Business disputes are inevitable when running a business. Common types of disputes relate to breaches of contract, partnership or shareholders’ issues, disagreements with other businesses, customer complaints, employment claims, etc.
To mitigate the risk of disputes, preventative steps a small business owner can take include: maintaining good records, ensuring important matters are in writing, following legal formalities, choosing the most appropriate business structure, ensuring the business complies with regulatory requirements, and seeking legal advice as soon as there may be a potential dispute.
Regardless of these safeguards, disputes can still arise, and litigation is often sought in such situations. However, courts can be time-consuming, unpredictable, costly, and emotionally impactful on those involved. The following are alternative dispute resolution methods to consider prior to or instead of the courts:
- Reconciliation: Many disputes arise from personal issues or misunderstandings. Communicating directly with those involved and considering the basis of the dispute together can often lead to a resolution.
- Negotiation: A settlement reached through negotiation will almost always be faster and cheaper than other dispute resolution alternatives. This is an option that is available throughout the dispute process, even if litigation has started. However, note that sometimes parties use this as a tactic to buy time with time-sensitive matters.

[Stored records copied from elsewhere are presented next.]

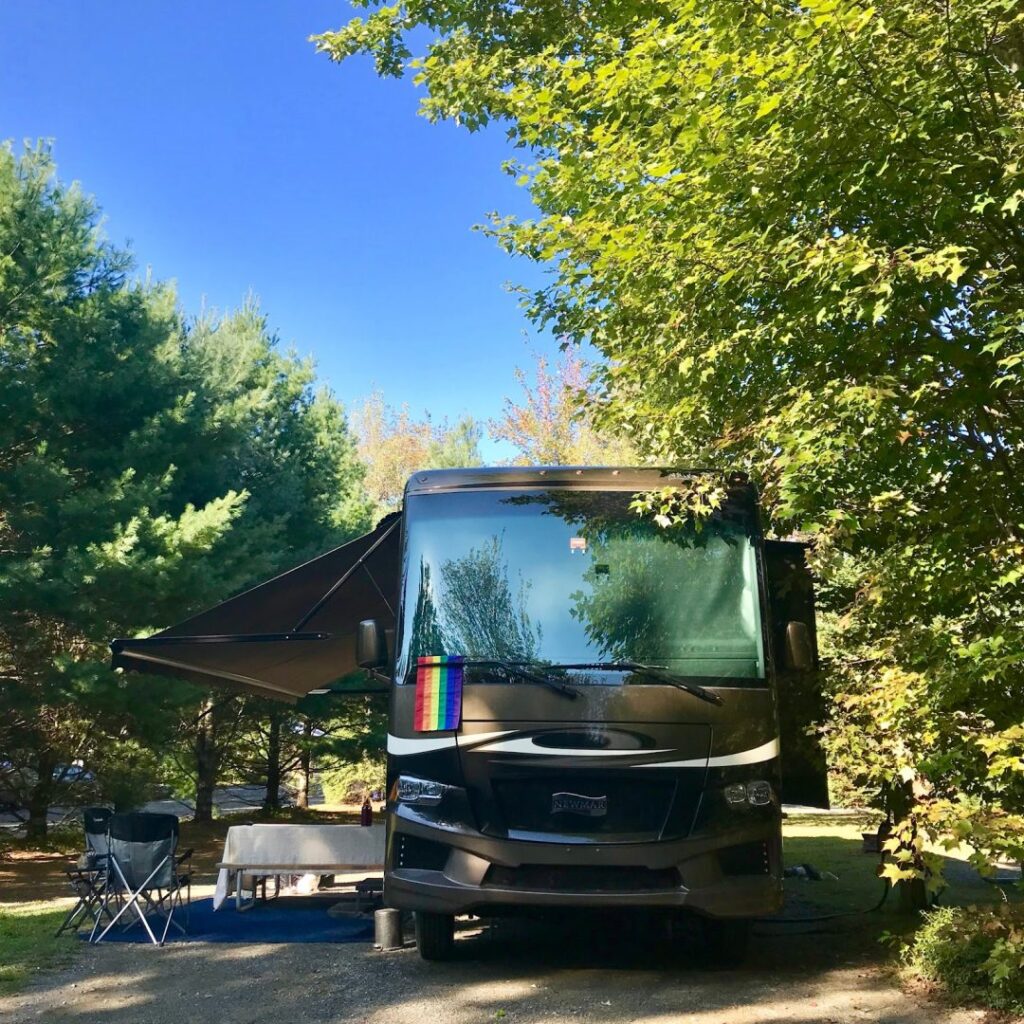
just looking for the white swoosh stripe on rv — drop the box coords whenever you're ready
[470,736,673,757]
[386,733,780,767]
[386,730,514,756]
[387,735,457,755]
[631,737,780,769]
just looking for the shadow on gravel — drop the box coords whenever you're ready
[0,905,955,1024]
[442,903,889,976]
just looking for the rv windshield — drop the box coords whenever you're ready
[396,489,765,684]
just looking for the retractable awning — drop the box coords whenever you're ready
[110,513,401,702]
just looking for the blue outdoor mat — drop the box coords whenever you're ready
[80,896,375,944]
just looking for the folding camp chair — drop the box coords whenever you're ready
[56,807,114,937]
[92,812,192,946]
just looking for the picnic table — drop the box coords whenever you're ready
[213,823,386,911]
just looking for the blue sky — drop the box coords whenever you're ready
[0,1,557,460]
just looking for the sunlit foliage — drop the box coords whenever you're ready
[317,0,1024,872]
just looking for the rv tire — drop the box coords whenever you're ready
[415,911,455,961]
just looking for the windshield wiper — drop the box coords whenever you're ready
[459,660,579,700]
[549,662,725,706]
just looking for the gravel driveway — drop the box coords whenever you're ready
[0,912,985,1024]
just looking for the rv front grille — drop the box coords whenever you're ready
[491,776,678,840]
[483,864,681,892]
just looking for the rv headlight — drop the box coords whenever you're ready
[746,780,773,806]
[396,775,447,806]
[723,783,748,807]
[723,779,773,807]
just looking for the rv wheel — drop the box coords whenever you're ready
[700,917,751,966]
[415,911,455,961]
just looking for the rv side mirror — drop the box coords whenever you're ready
[356,619,387,670]
[784,620,814,672]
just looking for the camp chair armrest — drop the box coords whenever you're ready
[175,848,194,864]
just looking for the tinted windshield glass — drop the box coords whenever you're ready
[397,489,765,683]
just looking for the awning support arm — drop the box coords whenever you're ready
[290,517,400,633]
[359,562,395,619]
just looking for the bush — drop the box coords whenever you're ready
[903,904,1024,1014]
[319,756,386,805]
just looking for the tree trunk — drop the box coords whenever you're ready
[897,877,929,912]
[25,750,56,842]
[296,718,312,810]
[262,711,282,813]
[885,782,931,912]
[193,697,221,824]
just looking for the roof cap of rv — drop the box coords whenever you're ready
[403,466,755,497]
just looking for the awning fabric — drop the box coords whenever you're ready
[110,513,401,702]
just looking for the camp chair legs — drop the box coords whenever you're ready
[55,873,100,937]
[92,852,189,946]
[56,866,121,937]
[55,885,95,937]
[138,884,189,938]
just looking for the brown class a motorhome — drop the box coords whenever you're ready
[112,466,827,963]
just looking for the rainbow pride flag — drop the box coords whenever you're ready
[414,655,464,732]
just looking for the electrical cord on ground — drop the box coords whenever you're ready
[753,878,892,929]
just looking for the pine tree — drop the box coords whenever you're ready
[0,145,374,833]
[0,144,248,836]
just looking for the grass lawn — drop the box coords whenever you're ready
[783,812,890,915]
[781,812,1011,919]
[0,900,78,996]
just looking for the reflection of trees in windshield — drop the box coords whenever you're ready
[505,491,756,666]
[503,489,634,533]
[408,537,541,663]
[570,520,753,666]
[438,535,541,662]
[407,558,446,659]
[503,487,752,536]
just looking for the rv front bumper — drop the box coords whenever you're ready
[384,814,783,919]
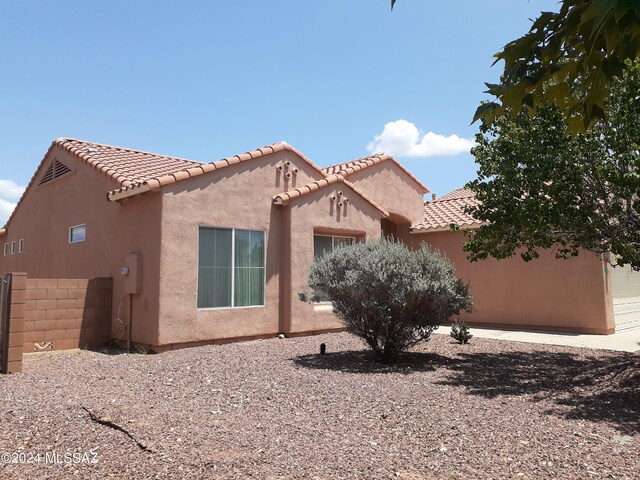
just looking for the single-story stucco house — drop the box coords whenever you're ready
[0,138,637,354]
[410,189,640,334]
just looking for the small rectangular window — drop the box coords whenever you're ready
[18,239,24,254]
[69,224,86,244]
[313,234,355,259]
[3,243,7,256]
[312,234,356,302]
[10,241,15,255]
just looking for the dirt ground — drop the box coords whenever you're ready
[0,331,638,479]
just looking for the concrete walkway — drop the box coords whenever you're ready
[437,325,640,353]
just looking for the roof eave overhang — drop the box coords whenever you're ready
[410,222,483,234]
[108,184,152,202]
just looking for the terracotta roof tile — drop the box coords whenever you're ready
[2,138,329,229]
[322,153,429,193]
[272,174,389,217]
[108,141,327,201]
[411,188,481,232]
[58,138,204,187]
[3,137,200,229]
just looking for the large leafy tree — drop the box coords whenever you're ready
[464,61,640,268]
[476,0,640,132]
[392,0,640,132]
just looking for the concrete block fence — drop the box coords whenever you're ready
[2,273,112,373]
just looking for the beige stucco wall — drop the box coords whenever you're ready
[157,149,333,345]
[344,162,426,224]
[413,231,614,334]
[286,184,385,334]
[0,145,162,346]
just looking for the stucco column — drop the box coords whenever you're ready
[278,206,292,334]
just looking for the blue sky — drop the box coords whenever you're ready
[0,0,558,223]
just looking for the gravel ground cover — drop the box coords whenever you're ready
[0,331,638,479]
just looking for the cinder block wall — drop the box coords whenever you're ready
[23,277,112,353]
[6,273,26,373]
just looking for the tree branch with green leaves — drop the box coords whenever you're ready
[465,61,640,269]
[475,0,640,132]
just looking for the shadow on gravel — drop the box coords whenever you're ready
[436,350,640,434]
[88,342,154,356]
[292,350,455,374]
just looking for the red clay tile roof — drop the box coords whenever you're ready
[108,141,327,201]
[322,153,429,193]
[411,188,481,232]
[58,138,204,187]
[272,174,389,217]
[1,138,206,229]
[2,138,329,229]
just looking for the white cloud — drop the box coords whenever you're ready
[0,179,24,225]
[0,198,16,225]
[367,119,475,158]
[0,179,25,200]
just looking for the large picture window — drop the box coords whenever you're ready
[198,227,265,308]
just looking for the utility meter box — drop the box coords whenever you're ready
[123,253,142,294]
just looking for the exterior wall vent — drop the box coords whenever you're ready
[39,159,72,185]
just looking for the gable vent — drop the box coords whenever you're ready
[39,159,72,185]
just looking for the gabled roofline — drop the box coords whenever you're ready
[272,174,390,217]
[2,139,60,230]
[108,142,328,201]
[2,137,202,230]
[323,153,430,194]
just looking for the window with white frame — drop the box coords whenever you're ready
[10,241,15,255]
[3,243,7,256]
[18,239,23,254]
[198,227,265,309]
[69,224,86,243]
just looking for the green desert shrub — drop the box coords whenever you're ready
[305,238,472,363]
[450,319,473,344]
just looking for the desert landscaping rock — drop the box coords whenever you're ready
[0,332,638,479]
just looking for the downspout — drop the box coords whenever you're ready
[128,293,133,351]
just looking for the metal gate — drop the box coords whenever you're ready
[0,274,12,374]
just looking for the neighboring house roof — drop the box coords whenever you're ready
[411,188,481,233]
[272,174,390,217]
[322,153,430,194]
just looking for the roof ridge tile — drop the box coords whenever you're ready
[322,153,428,193]
[107,141,328,201]
[272,174,389,217]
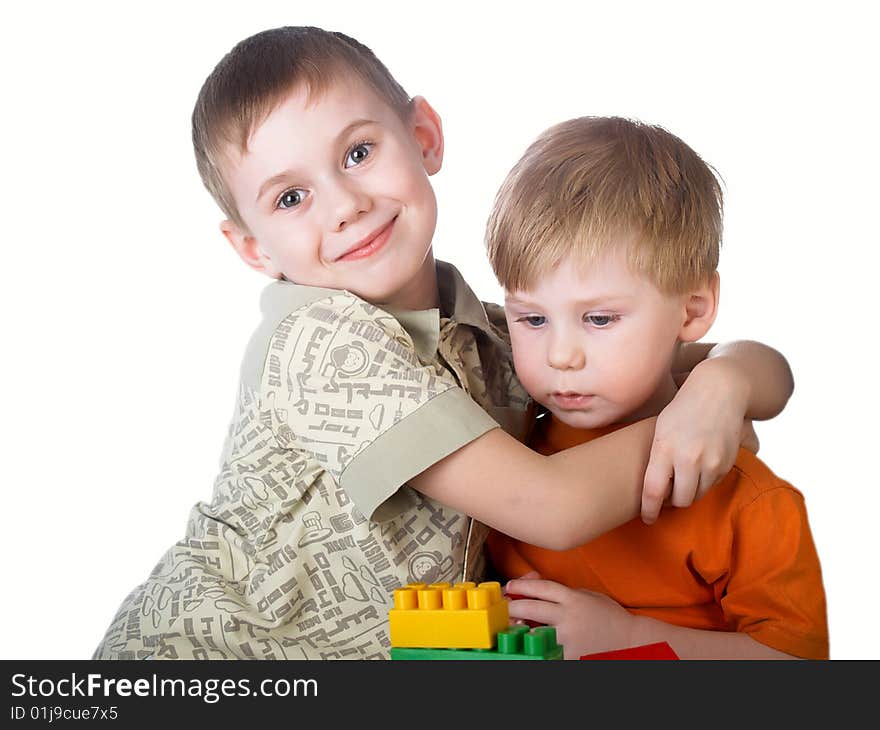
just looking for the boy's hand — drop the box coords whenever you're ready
[505,575,637,659]
[740,419,760,454]
[642,357,752,524]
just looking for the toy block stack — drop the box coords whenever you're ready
[389,581,564,660]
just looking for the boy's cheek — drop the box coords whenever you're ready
[510,355,546,403]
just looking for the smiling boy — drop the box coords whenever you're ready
[487,116,828,659]
[93,28,795,660]
[216,75,441,310]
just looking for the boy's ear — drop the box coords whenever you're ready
[409,96,444,175]
[220,220,280,278]
[679,272,720,342]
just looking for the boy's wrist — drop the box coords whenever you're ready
[626,613,662,650]
[690,355,752,415]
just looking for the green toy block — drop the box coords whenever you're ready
[390,625,564,660]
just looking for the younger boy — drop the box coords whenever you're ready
[486,116,828,659]
[93,28,794,660]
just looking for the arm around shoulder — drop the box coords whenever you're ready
[409,420,658,550]
[678,340,794,420]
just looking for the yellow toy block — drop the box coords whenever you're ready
[388,581,510,649]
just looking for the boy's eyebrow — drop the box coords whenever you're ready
[255,118,377,203]
[505,293,632,308]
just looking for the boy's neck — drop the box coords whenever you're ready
[613,372,680,426]
[379,251,440,311]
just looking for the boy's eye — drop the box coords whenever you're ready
[345,142,374,168]
[517,315,546,328]
[277,188,308,209]
[584,314,616,327]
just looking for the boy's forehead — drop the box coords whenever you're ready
[504,252,654,305]
[220,77,404,197]
[249,78,396,153]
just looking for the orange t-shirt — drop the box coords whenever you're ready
[487,415,829,659]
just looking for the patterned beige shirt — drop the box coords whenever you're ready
[93,261,529,659]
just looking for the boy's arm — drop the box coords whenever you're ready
[675,340,794,420]
[409,342,795,545]
[409,422,655,551]
[505,578,800,659]
[625,616,799,660]
[269,293,660,552]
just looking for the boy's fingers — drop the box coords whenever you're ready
[518,570,542,581]
[669,462,700,508]
[505,578,566,603]
[506,598,561,627]
[697,470,719,501]
[642,458,672,524]
[503,572,543,600]
[740,419,760,454]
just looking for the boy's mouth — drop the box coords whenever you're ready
[336,216,397,262]
[550,392,595,409]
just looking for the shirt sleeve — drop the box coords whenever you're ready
[259,291,499,522]
[721,484,829,659]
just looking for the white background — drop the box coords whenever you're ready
[1,0,877,660]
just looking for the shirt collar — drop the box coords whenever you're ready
[387,260,504,361]
[260,259,501,363]
[436,260,495,332]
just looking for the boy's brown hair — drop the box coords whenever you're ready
[485,116,723,294]
[192,26,412,230]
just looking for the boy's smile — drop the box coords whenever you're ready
[505,249,697,429]
[219,78,444,310]
[335,215,397,261]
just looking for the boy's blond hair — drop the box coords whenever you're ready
[192,26,412,230]
[486,116,723,295]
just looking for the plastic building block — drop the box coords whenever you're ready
[580,642,679,660]
[391,625,564,660]
[388,581,509,649]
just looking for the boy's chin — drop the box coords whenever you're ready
[547,407,619,430]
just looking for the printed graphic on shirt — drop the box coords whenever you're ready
[94,289,526,660]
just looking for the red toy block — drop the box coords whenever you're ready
[580,642,679,660]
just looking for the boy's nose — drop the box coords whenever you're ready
[547,336,586,370]
[329,178,371,232]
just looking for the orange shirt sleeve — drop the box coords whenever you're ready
[721,483,829,659]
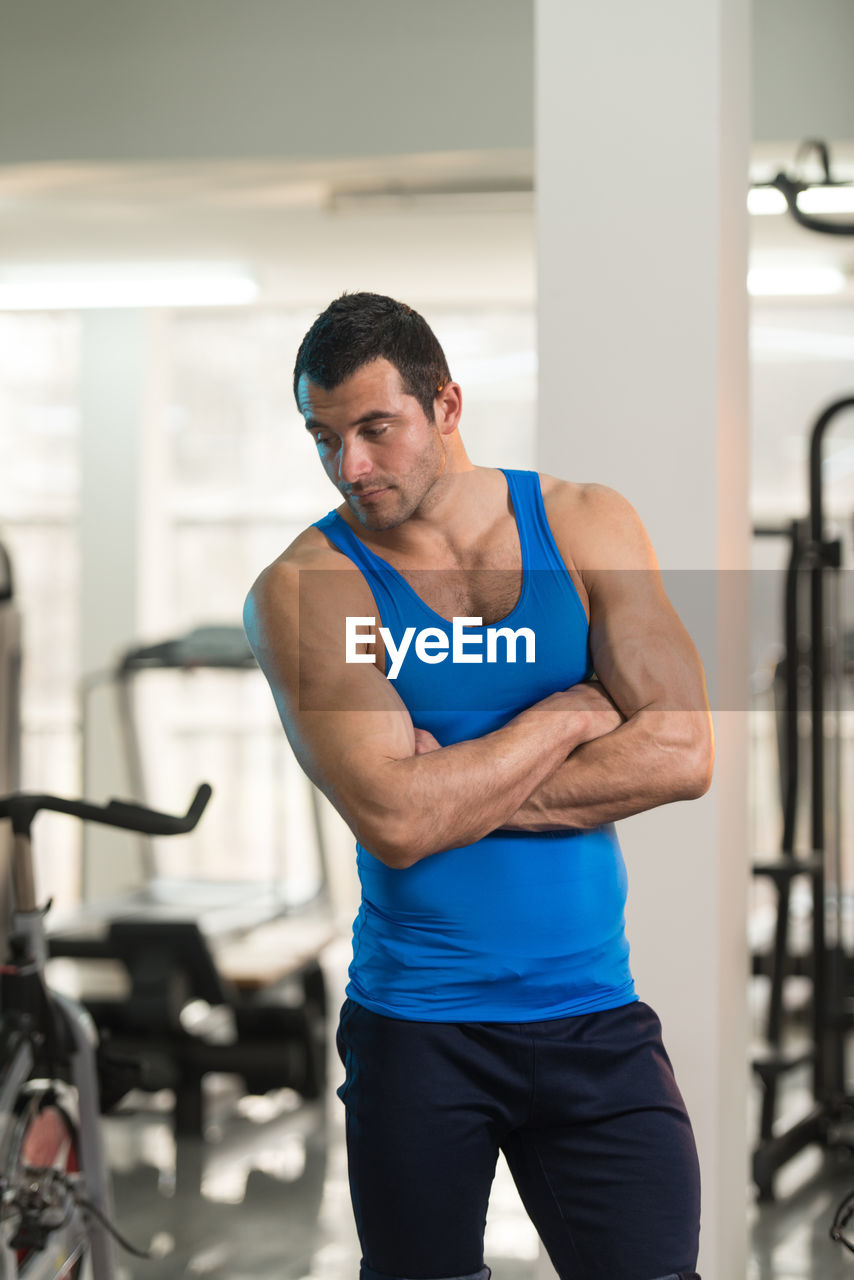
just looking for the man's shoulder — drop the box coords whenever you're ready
[245,522,372,627]
[537,476,654,571]
[538,473,625,509]
[253,522,351,580]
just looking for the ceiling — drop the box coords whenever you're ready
[1,145,853,305]
[1,144,852,523]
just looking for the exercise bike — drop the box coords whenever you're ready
[0,783,211,1279]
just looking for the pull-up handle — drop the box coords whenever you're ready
[0,784,212,839]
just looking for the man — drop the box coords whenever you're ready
[244,292,712,1280]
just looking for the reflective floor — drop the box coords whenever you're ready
[749,1156,854,1280]
[105,1086,547,1280]
[96,946,854,1280]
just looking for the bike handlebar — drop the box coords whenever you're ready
[0,784,213,839]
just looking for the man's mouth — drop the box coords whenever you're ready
[348,487,390,503]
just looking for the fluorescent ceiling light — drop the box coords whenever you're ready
[748,188,787,215]
[748,184,854,216]
[747,266,846,297]
[0,263,258,310]
[796,185,854,214]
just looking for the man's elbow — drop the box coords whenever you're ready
[683,726,715,799]
[682,762,713,800]
[356,810,425,870]
[364,832,424,871]
[351,756,447,868]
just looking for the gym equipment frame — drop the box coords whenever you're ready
[752,395,854,1199]
[0,785,210,1279]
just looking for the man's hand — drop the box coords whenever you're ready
[561,679,624,742]
[412,681,623,759]
[413,728,442,755]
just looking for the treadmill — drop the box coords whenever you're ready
[48,625,336,1132]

- Contractual Remedies: If there is a contractual agreement, it may contain provisions for resolving disputes. In such cases, parties should refer to those provisions.
- Mediation: This involves having a settlement negotiation facilitated by an impartial third-party. Generally, the mediator will meet with or obtain statements from each party and seek to find a common ground, compromise, and reach a settlement. Mediation can be relatively quick, inexpensive, confidential, and result in a solution that both parties accept, rather than an imposed decision. However, one party cannot force another to mediate, negotiate in good faith, or reach a mediated settlement. Thus, success is dependent on the genuine willingness of both parties to compromise.
- Arbitration: Here, parties agree on allowing a third-party to impose a binding decision. It is essentially litigation outside the court system and is adversarial in nature. This process is generally confidential and if well implemented, can be more efficient and less costly than litigation. However, arbitration can become a compressed version of litigation if not handled well and incur the same expenses in a shorter time period. Arbitral awards are usually harder to appeal than court judgments. Also, arbitrators have no power to award equitable relief unless parties specifically agree to give them that power.
As each situation is unique, it would be best to seek the advice of a licensed lawyer on steps to prevent disputes and the actions to take in resolving them, should they arise.